Y demostraba tal libertad de espíritu, que ella no se atrevía a darle a entender que la chiquilla tenía diecisiete años, y que sus juegos de manos, su apresuramiento, en los salones, por buscar los rincones en sombra para burlarse de todo el mundo, la apenaban, le estropeaban las más hermosas veladas.

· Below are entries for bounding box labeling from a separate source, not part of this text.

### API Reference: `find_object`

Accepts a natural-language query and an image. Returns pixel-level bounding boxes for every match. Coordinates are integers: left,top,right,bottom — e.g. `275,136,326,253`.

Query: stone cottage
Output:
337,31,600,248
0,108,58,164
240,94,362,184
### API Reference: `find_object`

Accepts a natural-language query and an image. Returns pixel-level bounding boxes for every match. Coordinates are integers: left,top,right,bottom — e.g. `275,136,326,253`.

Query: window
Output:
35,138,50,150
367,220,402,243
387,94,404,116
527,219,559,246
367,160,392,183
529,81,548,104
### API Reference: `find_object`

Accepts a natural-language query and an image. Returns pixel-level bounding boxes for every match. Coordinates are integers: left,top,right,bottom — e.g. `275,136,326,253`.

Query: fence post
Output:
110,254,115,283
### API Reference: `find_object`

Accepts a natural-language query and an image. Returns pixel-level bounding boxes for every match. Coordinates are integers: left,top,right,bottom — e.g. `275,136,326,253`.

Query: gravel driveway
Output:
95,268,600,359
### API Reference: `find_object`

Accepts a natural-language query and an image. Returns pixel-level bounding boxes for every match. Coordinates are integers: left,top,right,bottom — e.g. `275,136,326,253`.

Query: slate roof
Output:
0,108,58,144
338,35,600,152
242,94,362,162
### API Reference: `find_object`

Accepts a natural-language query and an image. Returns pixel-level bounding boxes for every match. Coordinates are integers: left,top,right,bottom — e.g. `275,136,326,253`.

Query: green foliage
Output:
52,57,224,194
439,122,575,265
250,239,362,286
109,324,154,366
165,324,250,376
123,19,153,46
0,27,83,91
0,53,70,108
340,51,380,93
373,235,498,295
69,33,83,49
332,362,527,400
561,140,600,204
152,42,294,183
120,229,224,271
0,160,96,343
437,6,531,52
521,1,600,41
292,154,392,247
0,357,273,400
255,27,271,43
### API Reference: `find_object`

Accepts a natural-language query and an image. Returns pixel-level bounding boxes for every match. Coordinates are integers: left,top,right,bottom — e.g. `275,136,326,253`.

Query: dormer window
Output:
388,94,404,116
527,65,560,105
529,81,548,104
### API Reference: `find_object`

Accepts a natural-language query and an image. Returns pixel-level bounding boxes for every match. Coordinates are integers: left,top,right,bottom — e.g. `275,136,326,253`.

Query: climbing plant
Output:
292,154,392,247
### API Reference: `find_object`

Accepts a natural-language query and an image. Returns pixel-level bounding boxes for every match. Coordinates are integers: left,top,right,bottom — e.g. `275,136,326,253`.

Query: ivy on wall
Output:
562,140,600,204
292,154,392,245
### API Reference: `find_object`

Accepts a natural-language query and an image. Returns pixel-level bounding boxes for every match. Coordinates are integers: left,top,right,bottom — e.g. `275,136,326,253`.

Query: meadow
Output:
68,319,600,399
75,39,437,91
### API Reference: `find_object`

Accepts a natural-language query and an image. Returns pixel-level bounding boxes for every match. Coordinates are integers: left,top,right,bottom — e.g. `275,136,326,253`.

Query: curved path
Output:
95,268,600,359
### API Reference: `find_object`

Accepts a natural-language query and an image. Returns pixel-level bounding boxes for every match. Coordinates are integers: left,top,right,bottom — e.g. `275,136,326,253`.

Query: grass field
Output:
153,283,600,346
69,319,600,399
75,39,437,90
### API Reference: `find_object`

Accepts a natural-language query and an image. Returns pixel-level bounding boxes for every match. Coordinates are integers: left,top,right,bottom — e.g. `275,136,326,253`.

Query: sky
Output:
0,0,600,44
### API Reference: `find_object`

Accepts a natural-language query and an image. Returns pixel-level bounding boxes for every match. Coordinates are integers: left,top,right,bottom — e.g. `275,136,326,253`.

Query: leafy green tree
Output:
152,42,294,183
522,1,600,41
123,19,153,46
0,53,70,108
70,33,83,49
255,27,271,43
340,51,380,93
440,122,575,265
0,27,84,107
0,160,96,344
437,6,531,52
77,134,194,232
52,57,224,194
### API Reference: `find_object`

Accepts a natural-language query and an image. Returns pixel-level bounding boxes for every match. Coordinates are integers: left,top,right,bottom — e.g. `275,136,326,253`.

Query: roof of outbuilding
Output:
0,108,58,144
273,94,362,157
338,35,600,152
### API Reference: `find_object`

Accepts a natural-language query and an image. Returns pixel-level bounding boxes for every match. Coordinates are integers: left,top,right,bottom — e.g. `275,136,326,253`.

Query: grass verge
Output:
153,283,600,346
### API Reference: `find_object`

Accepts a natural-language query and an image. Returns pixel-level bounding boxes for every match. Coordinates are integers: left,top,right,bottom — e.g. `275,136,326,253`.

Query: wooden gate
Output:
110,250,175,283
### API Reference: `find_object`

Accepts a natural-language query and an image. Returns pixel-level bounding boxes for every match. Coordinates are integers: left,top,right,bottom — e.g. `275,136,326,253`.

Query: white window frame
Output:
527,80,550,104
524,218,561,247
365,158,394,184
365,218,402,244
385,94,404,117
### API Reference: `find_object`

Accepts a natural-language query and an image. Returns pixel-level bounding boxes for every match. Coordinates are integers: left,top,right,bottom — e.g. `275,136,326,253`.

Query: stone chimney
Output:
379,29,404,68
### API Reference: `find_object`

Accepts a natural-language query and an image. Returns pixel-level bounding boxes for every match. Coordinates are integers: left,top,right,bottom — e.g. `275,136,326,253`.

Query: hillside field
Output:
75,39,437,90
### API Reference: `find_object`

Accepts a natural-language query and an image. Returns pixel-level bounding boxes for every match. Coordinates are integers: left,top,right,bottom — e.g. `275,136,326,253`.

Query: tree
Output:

Un hecho vino a imprimir a la situación un singular carácter. Renée sentía a veces necesidad de fanfarronear, caprichos de osadía brutal. Arrastraba a Maxime detrás de una cortina, detrás de una puerta, y lo abrazaba, a riesgo de ser vista. Un jueves por la tarde, cuando el salón botón de oro estaba lleno de gente, se le antojó la linda idea de llamar al joven, que charlaba con Louise; avanzó a su encuentro, desde el fondo del invernadero, donde se encontraba, y lo besó bruscamente en la boca, entre dos macizos, creyéndose suficientemente oculta. Pero Louise había seguido a Maxime. Cuando los amantes alzaron la cabeza, la vieron, a unos pasos, mirándolos con una extraña sonrisa, sin un rubor ni un asombro, con la pinta tranquilamente amistosa de un compañero de vicio, lo bastante sabio para comprender y saborear un beso así.

Ese día Maxime se sintió realmente asustado, y fue Renée la que se mostró indiferente e incluso jovial. Se había acabado. Resultaba imposible que la jorobada le quitara su amante. Pensaba: «He debido de hacerlo adrede. Ella sabe ahora que "su hombrecito" es mío».

Maxime se tranquilizó, al encontrar a Louise igual de risueña, igual de divertida que antes. La juzgó «estupenda, muy buena chica». Y eso fue todo.

Renée se inquietaba con razón. Saccard, desde hacía algún tiempo, pensaba en la boda de su hijo con la señorita De Mareuil. Había una dote de un millón que no quería dejar escapar, contando con echar más adelante mano a ese dinero. Louise, a comienzos del invierno, había guardado cama cerca de tres semanas, y tuvo un miedo tal de verla morir antes de la proyectada unión que se decidió a casar a los chicos en seguida. Los encontraba un poco jóvenes, sí, pero los médicos temían el mes de marzo para la enferma del pecho. Por su parte, el señor De Mareuil estaba en una situación delicada. En el último escrutinio había conseguido por fin que le nombraran diputado. Sólo que el Cuerpo legislativo acababa de anular su elección, que fue el escándalo de la revisión de las actas. Esta elección era todo un poema cómico-heroico, a cuenta del cual los periódicos vivieron un mes. El señor Hupel de la Noue, el prefecto del departamento, había desplegado tal energía que los otros candidatos ni siquiera pudieron exhibir su profesión de fe ni distribuir sus papeletas. Por consejo suyo, el señor De Mareuil cubrió la circunscripción de mesas donde los campesinos bebieron y comieron durante una semana. Prometió, además, un ferrocarril, la construcción de un puente y tres iglesias, y envió, la víspera del escrutinio, a los electores influyentes, los retratos del emperador y la emperatriz, dos grandes grabados recubiertos de cristal y enmarcados por un listón de oro. Este envío tuvo un éxito loco, la mayoría fue aplastante. Pero cuando la Cámara, ante las carcajadas de Francia entera, se vio obligada a devolver al señor De Mareuil a sus electores, el ministro montó en una cólera terrible contra el prefecto y el desdichado candidato, que se habían mostrado realmente demasiado «rígidos». Habló incluso de presentar la candidatura oficial con otro nombre. El señor De Mareuil quedó espantado, había gastado trescientos mil francos en el departamento, poseía allí grandes fincas en las que se aburría, y que tendría que revender con pérdidas. Por ello acudió a suplicar a su querido colega que apaciguase a su hermano, que le prometiera, en su nombre, una elección totalmente decente. Fue en esa circunstancia cuando Saccard volvió a hablar de la boda de los chicos, y cuando los dos padres la decidieron definitivamente.